Welcome to PBT’s roundup of the day in NBA action. Or, what you missed while trying to decide if you love or hate the new Air Jordan XX8….
Clippers 105, Jazz 104: Blake Griffin has his biggest scoring game of the year and the Clippers hand the Jazz their first home loss of the year. Our man D.J. Foster broke it all down for us.
Trail Blazers 118, Bobcats 112 (OT): You can’t stop Luke Babbitt, you can only hope to contain him. And up by 18 points with five minutes to go the Bobcats couldn’t contain Babbitt. Or LaMarcus Aldridge (25 points, 13 rebounds, 5 assists). Or Damian Lillard (12 points in the fourth quarter). Frustrating loss for the Bobcats because they owned the first 42 minutes of the game, but the last six and the five more in overtime were all Portland, and you can guess who won. Ben Gordon was himself, out there gunning away, and had 29.
Hornets 102, Bucks 81: To continue a theme… you can’t stop Robin Lopez, you can only hope to contain him. He had a single-handed 11-point run in the third quarter that had New Orleans pull away for good. Lopez finished with 21, Ryan Anderson 22. For Milwaukee, they over-dribbled and became easy to defend. Brandon Jennings had 25 and Monta Ellis 17 combined shot 28.6 percent and were not efficient. No other Buck got into double digits.

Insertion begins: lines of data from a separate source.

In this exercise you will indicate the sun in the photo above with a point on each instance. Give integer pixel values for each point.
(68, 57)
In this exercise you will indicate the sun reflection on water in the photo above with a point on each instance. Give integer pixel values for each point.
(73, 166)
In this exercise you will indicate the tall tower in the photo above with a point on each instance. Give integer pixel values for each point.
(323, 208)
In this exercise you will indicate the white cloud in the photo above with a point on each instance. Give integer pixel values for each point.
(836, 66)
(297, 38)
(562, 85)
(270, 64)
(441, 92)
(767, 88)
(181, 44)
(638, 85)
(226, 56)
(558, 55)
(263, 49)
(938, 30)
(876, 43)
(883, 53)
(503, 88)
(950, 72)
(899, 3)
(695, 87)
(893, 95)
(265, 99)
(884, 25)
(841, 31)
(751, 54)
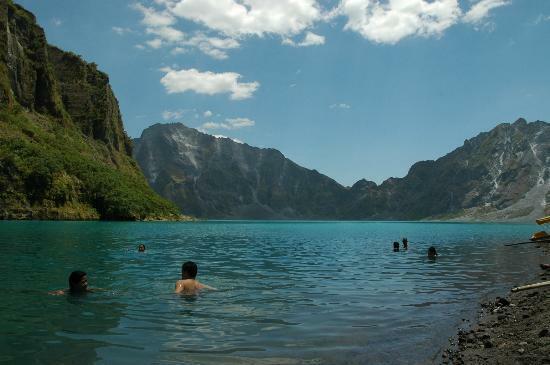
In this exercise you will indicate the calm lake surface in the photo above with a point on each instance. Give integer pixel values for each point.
(289, 292)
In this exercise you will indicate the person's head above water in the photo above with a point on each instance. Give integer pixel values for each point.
(78, 281)
(189, 270)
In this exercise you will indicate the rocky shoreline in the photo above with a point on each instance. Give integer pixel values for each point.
(511, 330)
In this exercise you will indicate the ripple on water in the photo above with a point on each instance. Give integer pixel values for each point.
(289, 292)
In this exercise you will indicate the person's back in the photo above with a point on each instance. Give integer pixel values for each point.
(188, 284)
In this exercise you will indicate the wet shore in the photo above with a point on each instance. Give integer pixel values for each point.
(511, 330)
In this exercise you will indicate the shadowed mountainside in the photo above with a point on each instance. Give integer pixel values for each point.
(498, 175)
(63, 150)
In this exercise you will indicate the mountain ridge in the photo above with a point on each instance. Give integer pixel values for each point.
(64, 153)
(454, 186)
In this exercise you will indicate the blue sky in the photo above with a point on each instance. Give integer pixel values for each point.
(352, 88)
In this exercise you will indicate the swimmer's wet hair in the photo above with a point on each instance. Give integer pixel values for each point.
(189, 268)
(75, 277)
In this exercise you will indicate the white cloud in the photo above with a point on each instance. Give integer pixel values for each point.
(214, 47)
(160, 25)
(154, 43)
(170, 115)
(396, 19)
(311, 39)
(178, 50)
(237, 18)
(541, 18)
(237, 123)
(208, 83)
(121, 30)
(230, 123)
(153, 18)
(340, 106)
(229, 22)
(481, 9)
(167, 34)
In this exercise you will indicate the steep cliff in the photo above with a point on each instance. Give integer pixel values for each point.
(218, 178)
(63, 150)
(503, 174)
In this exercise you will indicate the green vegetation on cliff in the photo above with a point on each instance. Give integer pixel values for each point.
(63, 150)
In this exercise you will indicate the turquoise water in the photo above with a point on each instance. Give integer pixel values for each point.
(289, 292)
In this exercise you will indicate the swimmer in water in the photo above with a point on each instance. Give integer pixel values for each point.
(78, 284)
(188, 284)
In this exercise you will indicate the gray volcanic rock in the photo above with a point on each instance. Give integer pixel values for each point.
(219, 178)
(499, 175)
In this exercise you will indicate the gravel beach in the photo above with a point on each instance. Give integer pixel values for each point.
(511, 330)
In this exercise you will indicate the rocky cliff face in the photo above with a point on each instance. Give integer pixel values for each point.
(89, 99)
(218, 178)
(63, 150)
(27, 74)
(503, 174)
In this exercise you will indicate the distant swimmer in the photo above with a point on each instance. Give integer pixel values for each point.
(78, 284)
(405, 243)
(188, 284)
(432, 253)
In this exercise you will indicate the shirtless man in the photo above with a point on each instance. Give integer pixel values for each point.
(78, 284)
(188, 284)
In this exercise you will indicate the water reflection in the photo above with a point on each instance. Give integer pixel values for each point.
(290, 293)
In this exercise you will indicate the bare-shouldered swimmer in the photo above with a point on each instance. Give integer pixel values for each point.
(78, 284)
(188, 284)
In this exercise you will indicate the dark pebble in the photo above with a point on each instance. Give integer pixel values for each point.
(502, 302)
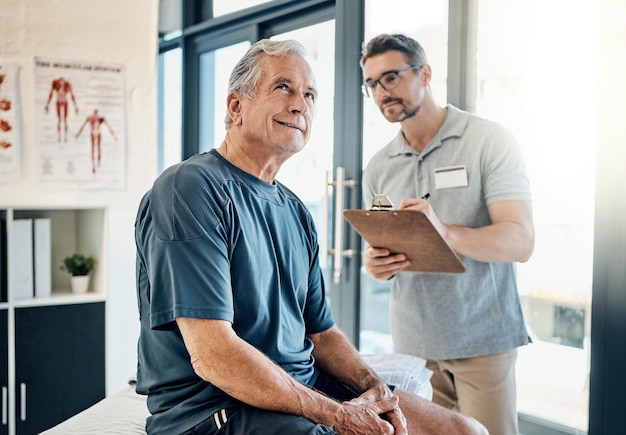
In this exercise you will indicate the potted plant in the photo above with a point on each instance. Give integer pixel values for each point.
(79, 266)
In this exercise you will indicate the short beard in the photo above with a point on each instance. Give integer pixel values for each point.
(406, 114)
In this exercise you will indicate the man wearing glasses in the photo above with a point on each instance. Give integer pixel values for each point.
(468, 326)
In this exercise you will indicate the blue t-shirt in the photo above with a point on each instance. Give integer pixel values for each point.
(214, 242)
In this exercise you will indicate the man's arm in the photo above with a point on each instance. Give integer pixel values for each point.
(335, 355)
(510, 236)
(220, 357)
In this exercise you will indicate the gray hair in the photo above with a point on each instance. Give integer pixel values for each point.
(247, 72)
(414, 52)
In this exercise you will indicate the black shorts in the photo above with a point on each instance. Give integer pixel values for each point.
(248, 420)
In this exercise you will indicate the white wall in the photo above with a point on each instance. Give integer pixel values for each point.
(110, 31)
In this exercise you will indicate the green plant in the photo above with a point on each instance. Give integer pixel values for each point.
(78, 264)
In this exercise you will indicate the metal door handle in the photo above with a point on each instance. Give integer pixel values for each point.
(5, 413)
(339, 253)
(23, 402)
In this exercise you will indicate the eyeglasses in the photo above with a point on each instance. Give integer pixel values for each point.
(387, 81)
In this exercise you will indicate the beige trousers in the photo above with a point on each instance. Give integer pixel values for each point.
(482, 387)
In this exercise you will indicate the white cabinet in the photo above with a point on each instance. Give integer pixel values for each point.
(52, 346)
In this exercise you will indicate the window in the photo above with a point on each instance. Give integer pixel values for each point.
(537, 74)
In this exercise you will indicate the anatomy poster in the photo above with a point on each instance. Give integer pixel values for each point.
(79, 121)
(10, 144)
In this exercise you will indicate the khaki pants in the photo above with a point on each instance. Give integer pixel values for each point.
(482, 387)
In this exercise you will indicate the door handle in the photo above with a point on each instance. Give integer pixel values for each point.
(5, 413)
(340, 184)
(23, 401)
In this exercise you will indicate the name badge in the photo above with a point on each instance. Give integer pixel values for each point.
(451, 176)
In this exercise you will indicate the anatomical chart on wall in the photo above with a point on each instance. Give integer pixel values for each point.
(10, 124)
(79, 121)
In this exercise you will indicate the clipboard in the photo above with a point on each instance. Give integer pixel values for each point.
(409, 232)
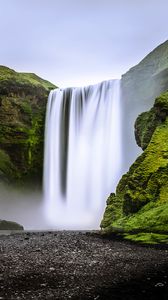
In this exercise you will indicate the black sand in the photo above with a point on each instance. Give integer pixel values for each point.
(78, 265)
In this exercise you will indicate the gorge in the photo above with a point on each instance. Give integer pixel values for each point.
(82, 153)
(23, 99)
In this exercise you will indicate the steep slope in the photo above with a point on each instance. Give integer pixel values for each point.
(140, 86)
(141, 199)
(23, 99)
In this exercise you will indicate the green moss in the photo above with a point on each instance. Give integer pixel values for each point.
(148, 238)
(23, 99)
(141, 200)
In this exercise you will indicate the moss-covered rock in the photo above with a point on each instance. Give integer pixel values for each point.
(141, 199)
(23, 99)
(140, 86)
(9, 225)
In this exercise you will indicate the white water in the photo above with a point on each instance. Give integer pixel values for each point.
(81, 170)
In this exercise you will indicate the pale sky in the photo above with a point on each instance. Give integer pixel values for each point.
(79, 42)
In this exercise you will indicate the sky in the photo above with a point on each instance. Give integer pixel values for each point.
(79, 42)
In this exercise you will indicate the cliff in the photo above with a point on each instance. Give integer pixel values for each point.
(23, 99)
(140, 86)
(141, 200)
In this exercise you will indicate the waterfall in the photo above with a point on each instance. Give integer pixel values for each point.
(82, 154)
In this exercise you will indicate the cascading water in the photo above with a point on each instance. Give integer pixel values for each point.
(82, 154)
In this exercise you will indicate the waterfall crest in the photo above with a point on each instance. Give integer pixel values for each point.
(82, 153)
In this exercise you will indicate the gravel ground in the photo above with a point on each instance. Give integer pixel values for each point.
(79, 265)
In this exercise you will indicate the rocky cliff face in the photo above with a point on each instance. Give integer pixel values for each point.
(23, 99)
(141, 199)
(140, 86)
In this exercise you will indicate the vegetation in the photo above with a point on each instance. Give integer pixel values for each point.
(140, 204)
(23, 99)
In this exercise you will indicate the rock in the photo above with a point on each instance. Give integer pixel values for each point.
(141, 202)
(9, 225)
(23, 99)
(140, 86)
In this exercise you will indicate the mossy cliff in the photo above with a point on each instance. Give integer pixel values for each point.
(140, 86)
(23, 99)
(141, 200)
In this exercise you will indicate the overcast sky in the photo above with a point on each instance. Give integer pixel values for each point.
(78, 42)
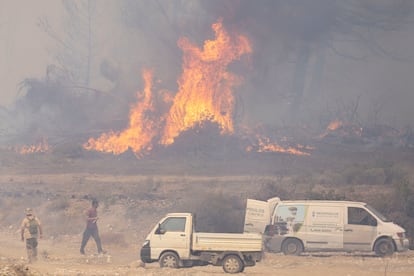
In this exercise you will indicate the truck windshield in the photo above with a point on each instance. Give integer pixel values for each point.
(377, 213)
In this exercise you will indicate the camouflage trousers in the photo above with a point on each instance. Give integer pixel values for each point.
(31, 248)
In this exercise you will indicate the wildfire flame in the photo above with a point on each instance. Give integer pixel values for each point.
(204, 93)
(142, 129)
(205, 87)
(334, 125)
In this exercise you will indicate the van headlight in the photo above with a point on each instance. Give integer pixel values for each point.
(401, 235)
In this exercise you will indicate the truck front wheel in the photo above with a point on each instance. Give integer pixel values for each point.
(169, 259)
(292, 247)
(232, 264)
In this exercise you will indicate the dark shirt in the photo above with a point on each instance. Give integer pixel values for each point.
(91, 213)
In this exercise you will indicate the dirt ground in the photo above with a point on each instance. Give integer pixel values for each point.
(126, 217)
(62, 258)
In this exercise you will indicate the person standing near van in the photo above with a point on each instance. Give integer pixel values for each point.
(31, 230)
(92, 228)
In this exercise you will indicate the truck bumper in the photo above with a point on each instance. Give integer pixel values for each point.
(402, 244)
(146, 254)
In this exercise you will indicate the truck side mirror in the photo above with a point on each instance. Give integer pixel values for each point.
(160, 231)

Nuggets 113, Raptors 110: Denver was in control of this one, up by as many as 19 in the middle of the fourth quarter, the game was up-tempo the way the Nuggets like it. Then the Raptors went on an 18-2 run, sparked by Kyle Lowry who had 12 of his 24 in the quarter. The Raptors got it to 105-104 with three and a half minutes left. But Ty Lawson hit a key three and the Nuggets hung on. Kenneth Faried had 18 points and 10 rebounds, we also had a sighting of good JaVale McGee, he had 17 points and five blocks.
Magic 102, Warriors 94: This was an impressive game for Orlando. You really shouldn’t underestimate the emotional investment they had in beating the Lakers and embarrassing Dwight Howard on Sunday night (why do you think they went to hack-a-Dwight?). Often a game like that there can be a let down, but the Magic showed up for the second game of a back-to-back and earned a win.
This game was tied 72-72 in the fourth when the Magic took control with a 17-6 run. Key in that run was J.J. Redick, who nailed a couple threes and finished with 22 points on 13 shots. Glen Davis and Arron Afflalo each had 24 points in the win. Stephen Curry had 25 points and 11 assists, but down the stretch the Warriors could not get a stop.
Pistons 89, Cavaliers 79: Cleveland shot 33.7 percent — Detroit owned the paint and blocked 13 shots on the night, meanwhile Cleveland shot just 3-of-20 from beyond the arc. Andre Drummond had three of those blocks plus a dozen rebounds (nine offensive), Jason Maxiell added five blocks. Detroit was in control the entire way with Brandon Knight leading the way with 17 points. The lone bright spot for Cleveland is that Anderson Varejao’s trade value went up with his 17 points and 18 rebounds.